The Google Glass remains an outstanding technological accomplishment. Whilst nobody can deny this, it did however fail to capture the attention of the public, many of whom passed it off as a fad or grossly overpriced.
Google has never actually released its sales figures so it’s difficult to make a prediction about the amount of units which the Glass sold, but the fact that it’s not even available for purchase anymore proves that for whatever reason, Google didn’t get it right this time.
The Internet-giant’s been keen to accentuate that the Glass didn’t fail, and that from an exploration standpoint, it’s opened doors for future products. It’s been suggested that Google is close to releasing a second version of its Glass range.
Microsoft’s Hololens, which combines virtual activities with a real-world setting, is set to be the next big foray into the Augmented reality (AR) space by a major technology company. The product has yet to be given a firm date for release, but it’s expected to be offered up to the public at about the same time as Windows 10 is.
Satya Nadella, Microsoft’s CEO, has made reference to the hype which surrounded the Google Glass prior to its release and is wary of tarring the Hololens with the same brush.
In an interview with Fortune she states; ‘I don’t want to overhype it like Google Glass and say this is the next - I want us to be deliberate about what it is.”

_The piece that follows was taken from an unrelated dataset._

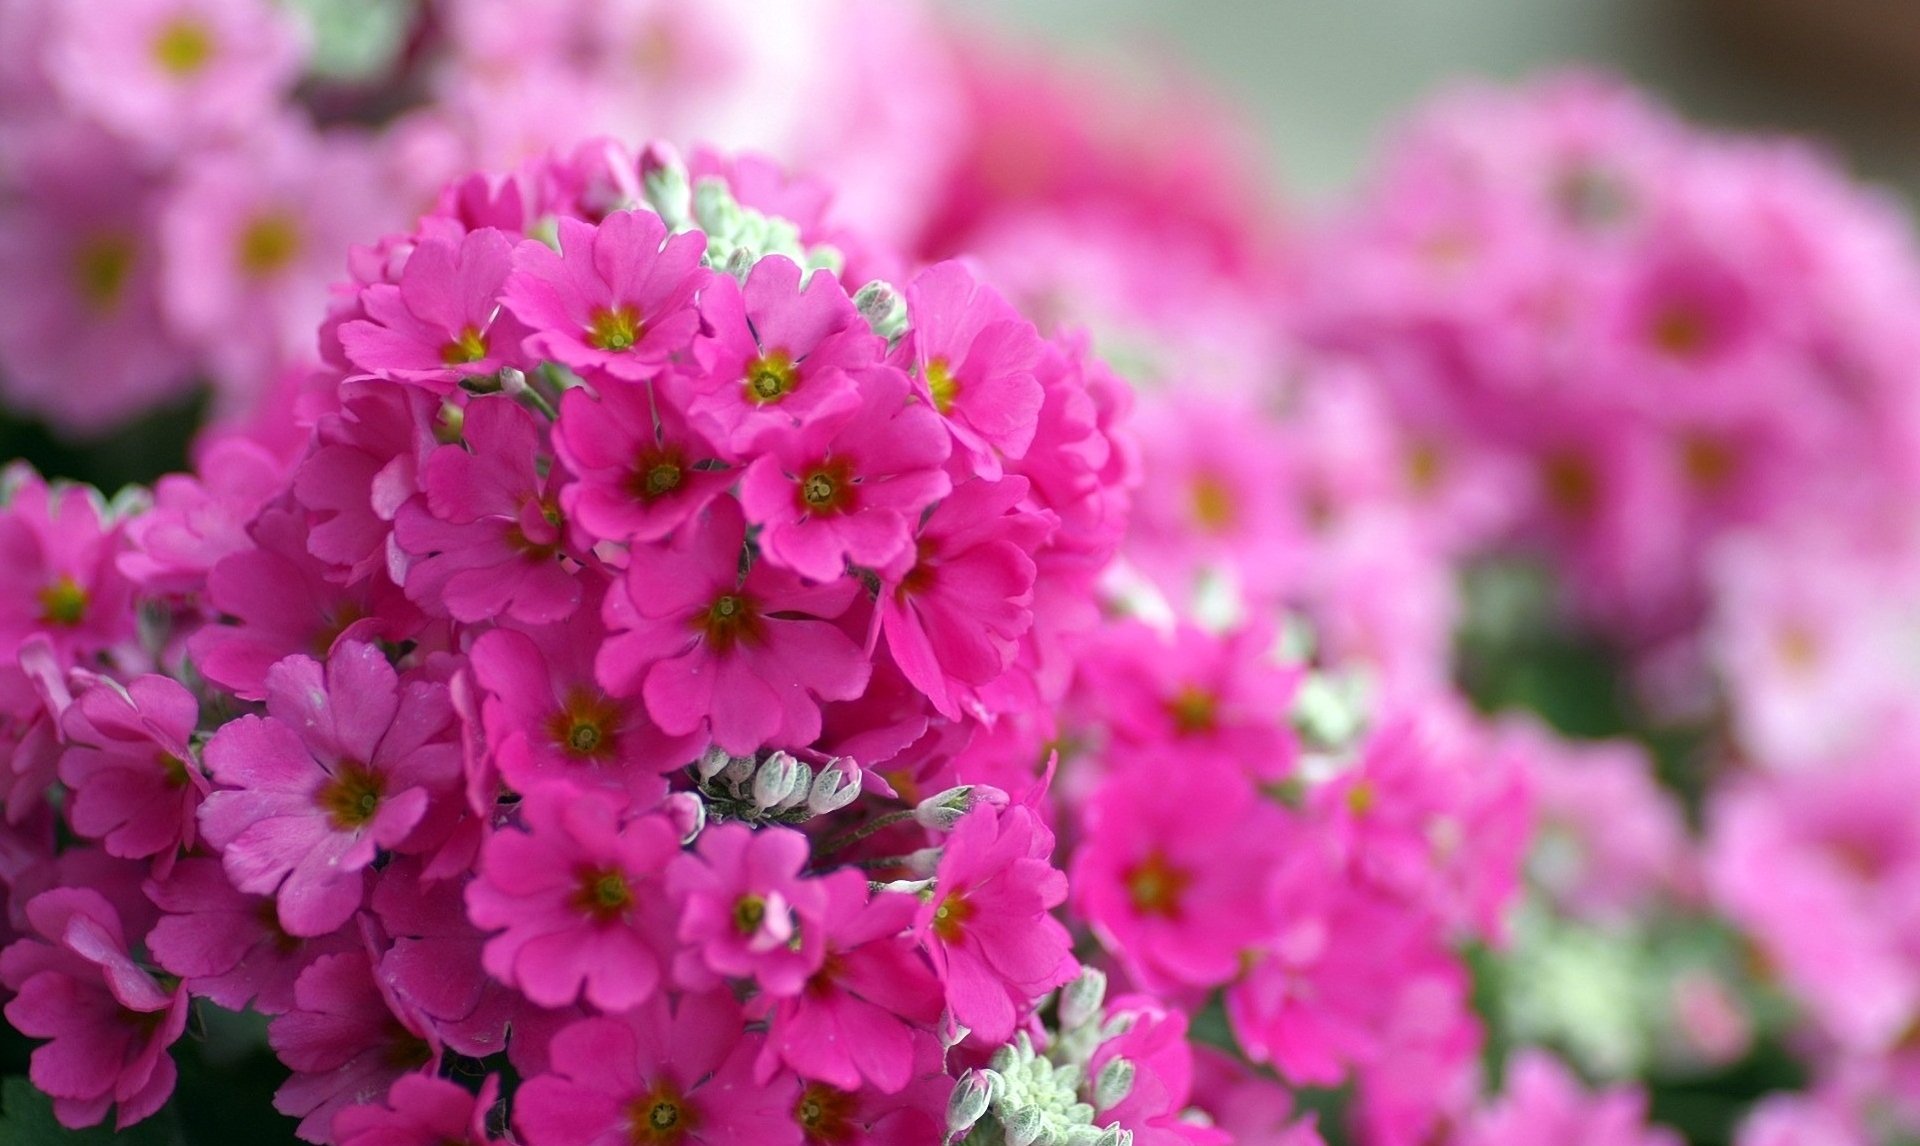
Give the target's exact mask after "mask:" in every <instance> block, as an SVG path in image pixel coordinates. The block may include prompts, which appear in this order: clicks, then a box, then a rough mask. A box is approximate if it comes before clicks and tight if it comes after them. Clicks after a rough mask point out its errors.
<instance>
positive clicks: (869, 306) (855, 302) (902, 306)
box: [852, 278, 906, 342]
mask: <svg viewBox="0 0 1920 1146" xmlns="http://www.w3.org/2000/svg"><path fill="white" fill-rule="evenodd" d="M852 307H854V309H856V311H860V317H862V319H866V324H868V326H872V328H874V334H879V336H881V338H885V340H889V342H891V340H895V338H899V336H900V334H904V332H906V299H902V298H900V292H899V290H895V288H893V284H891V282H883V280H879V278H876V280H872V282H868V284H866V286H862V288H860V290H856V292H854V296H852Z"/></svg>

The Hololens, like the Glass, is expected to be expensive, and will be priced in excess of what it costs to buy a latest generation games console. Whilst this may be a sticking point, Digi-Capital, a research firm based in San Francisco, estimate that AR and Virtual reality (VR) products will generate around $150 billion is revenue by 2020.
The AR market, spearheaded by Hololens, Meta and Google backed, Magic Leap, is likely to produce $120 billion in revenue. VR, although a smaller market, will hit mainstream status by 2020 with an estimated $30 million generated.
The video gaming industry, valued at around $90 billion, is seen as a space which both AR and VR could have a major stake in going forward.
Tim Merel, managing director of Digi-Capital states;
‘But that possible weakness for gamers is exactly why augmented reality has the potential to play the same role in our lives as smartphones with hundreds of millions of users. You could wear it anywhere, doing anything. Where virtual reality is like wearing a console on your face, augmented reality is like wearing a transparent mobile phone on it. We think AR could fundamentally disrupt mobile, and the next Apple might come out of AR—depending on if and when Apple enters the AR market’
It’s also been suggested that the AR market could look fairly similar to that of the smartphone and tablet industry in terms of price points if it were to develop correctly. It could also represent a new avenue for revenue for major TV, Film and TV companies. Merel has also mentioned that AR could constitute a new platform for Amazon to sell its products - and be the catalyst for a new generation of apps that make use of new technologies.
The VR market will look slight different, with it thought that users will be looking for an enriched gaming experience, and this narrower scope for use is likely to be the main reason why its potential revenues should be considerably lower than AR. Despite this, with major players such as Oculus, Scope, HTC and Sony onboard, the VR market holds real promise.
It will be interesting to see how successful the Hololens will be and whether Apple will respond in kind. The Hololens could well be Microsoft’s opportunity to take Apple’s coveted title as the world’s most innovative company and at the same time, help the AR market flourish.